Making the most of the straight-to-disc unrated status, the film opens with a gratuitous sex scene featuring two addicts who pick the wrong long distance trucker to prank after Rusty gets even by chaining them to the front of his truck.
While that’s easily the most genuinely frightening sequence as the two are forced to hold on to each other while balancing for a mile on the front of Rusty’s cab, the movie only goes downhill from there.
Failing to follow through with a fresh aside wherein O'Brien introduces us to police officers who've begun to find evidence of Rusty’s serial slaughters on Highway 17 (that might've turned Roadkill into a whodunit police procedural horror movie to give us the tiniest prospect of mystery) which could've enhanced the Rusty Nail legend from the previous films, O'Brien falls back on the established routine.
Thus, other than conveniently offering exposition from time-to-time, the police are mostly relegated to victim status for the rest of the misguided plotline. It’s a shame too because this scene offers further proof that between the police/culprit cat-and-mouse paradigm and the street racers spin, as a writer/director O'Brien has no shortage of ideas. Unfortunately, he’s unable to make the most of one to really drive home a terrific production.

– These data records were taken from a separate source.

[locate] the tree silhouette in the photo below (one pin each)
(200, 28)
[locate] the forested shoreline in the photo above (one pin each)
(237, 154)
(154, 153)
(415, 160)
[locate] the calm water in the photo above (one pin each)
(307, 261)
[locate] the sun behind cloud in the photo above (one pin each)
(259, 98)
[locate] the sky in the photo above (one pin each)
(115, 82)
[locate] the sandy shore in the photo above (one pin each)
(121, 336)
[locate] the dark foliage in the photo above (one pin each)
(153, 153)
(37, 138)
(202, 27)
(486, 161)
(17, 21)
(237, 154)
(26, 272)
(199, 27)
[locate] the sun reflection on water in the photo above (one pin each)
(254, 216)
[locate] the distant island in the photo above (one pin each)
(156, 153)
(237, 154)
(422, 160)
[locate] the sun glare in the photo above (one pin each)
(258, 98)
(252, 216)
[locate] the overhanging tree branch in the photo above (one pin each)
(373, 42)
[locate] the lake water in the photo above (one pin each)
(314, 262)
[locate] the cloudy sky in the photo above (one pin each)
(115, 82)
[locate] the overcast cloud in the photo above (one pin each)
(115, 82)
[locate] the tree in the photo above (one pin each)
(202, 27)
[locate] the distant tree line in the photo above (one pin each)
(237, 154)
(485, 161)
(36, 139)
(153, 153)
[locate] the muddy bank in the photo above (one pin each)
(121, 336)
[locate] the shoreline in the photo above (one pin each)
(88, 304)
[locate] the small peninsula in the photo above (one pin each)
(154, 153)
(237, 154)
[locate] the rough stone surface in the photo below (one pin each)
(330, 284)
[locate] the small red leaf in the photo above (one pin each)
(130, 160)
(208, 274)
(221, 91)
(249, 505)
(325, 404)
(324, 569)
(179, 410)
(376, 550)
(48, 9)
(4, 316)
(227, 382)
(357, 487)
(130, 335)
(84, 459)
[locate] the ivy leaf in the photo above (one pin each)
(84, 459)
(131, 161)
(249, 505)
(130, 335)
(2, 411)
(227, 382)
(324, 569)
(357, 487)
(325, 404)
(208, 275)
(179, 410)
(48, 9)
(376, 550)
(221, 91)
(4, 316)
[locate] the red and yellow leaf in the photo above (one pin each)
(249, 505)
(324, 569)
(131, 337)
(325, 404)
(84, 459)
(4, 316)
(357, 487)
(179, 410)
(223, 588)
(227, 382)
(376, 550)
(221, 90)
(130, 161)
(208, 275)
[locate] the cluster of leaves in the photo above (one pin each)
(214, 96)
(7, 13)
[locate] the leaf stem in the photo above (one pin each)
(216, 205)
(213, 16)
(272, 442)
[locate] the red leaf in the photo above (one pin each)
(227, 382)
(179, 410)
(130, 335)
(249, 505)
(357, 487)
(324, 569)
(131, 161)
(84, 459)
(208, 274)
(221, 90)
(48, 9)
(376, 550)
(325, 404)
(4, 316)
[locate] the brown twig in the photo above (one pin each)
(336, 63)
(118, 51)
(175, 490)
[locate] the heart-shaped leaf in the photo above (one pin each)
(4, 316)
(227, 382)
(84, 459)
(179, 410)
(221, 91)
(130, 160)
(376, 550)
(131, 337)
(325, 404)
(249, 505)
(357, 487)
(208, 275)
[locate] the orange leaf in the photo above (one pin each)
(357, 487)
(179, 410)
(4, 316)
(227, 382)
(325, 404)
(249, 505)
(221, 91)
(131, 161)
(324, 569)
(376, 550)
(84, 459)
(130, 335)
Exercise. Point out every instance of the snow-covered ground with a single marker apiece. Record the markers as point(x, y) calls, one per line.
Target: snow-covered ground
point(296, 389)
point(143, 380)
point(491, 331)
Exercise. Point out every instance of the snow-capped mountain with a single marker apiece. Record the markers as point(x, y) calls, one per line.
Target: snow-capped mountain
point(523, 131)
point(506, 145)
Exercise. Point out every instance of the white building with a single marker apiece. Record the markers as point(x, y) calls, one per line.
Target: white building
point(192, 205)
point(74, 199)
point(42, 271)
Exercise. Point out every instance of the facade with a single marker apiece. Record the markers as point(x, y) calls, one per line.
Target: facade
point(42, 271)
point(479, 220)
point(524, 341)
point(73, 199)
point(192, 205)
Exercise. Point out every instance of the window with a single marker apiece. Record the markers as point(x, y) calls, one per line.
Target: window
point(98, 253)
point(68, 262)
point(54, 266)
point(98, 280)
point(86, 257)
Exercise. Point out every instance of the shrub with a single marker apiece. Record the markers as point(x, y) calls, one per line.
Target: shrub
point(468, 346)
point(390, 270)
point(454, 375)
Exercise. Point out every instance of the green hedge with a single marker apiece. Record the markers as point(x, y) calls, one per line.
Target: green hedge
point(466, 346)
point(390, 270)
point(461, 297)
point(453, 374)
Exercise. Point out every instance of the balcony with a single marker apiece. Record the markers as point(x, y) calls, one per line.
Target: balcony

Bogged down by Roadkill’s lifeless dialogue that fails to strengthen an already weak cast of interchangeably bland, woefully underwritten characters we can barely tell apart (although sadly it does help that of the film’s two girls, he cast one blonde and one brunette as a sort of color-coded Cliff’s Notes), the film goes into genre cruise control and never picks up momentum.
Although the second film was criticized for being far too heavily influenced by the first one, honestly after watching all three in quick succession to prepare for the review, I was surprised by how much I liked Joy Ride 2 as a worthy follow-up to Dahl’s ingenious original.
Yes, it did repeat certain tactics established in Dahl’s film including Rusty’s requests for the kids to carry out certain dares but the lively – if flawed – characters and talented cast helped sell the situation, regardless of how ludicrous it seemed.
In this film, not only is very little made of their background racing but we don’t develop any kind of connection to the ensemble at all before they start getting tortured in one mind-numbingly cold and gruesome scene after another.
There’s just no spark of life to the film, whether it’s in the charisma of the cast or the anticlimactic showdowns that (unlike the previous cat-and-mouse chase-filled last acts of the earlier pictures), are completely lacking in suspense or surprise.
While admittedly Rusty and his targets defied death far too many times in previous films, when there’s no tension, the horror-based confrontations just feel sadomasochistic at best.
Obviously, given his extensive background and proof apparent in the film, O'Brien has an enviably clever mind to come up with the creative set-up for the film. However, after taking a look at his overcrowded filmography of far too many straight-to-disc sequels (from Marine 3 to Wrong Turn 4 and 5), I’m thinking that if he either slowed down to give himself a creative break between projects or let someone else supercharge his scripts with a punched up rewrite, his next horror entry will leave the rest in the dust.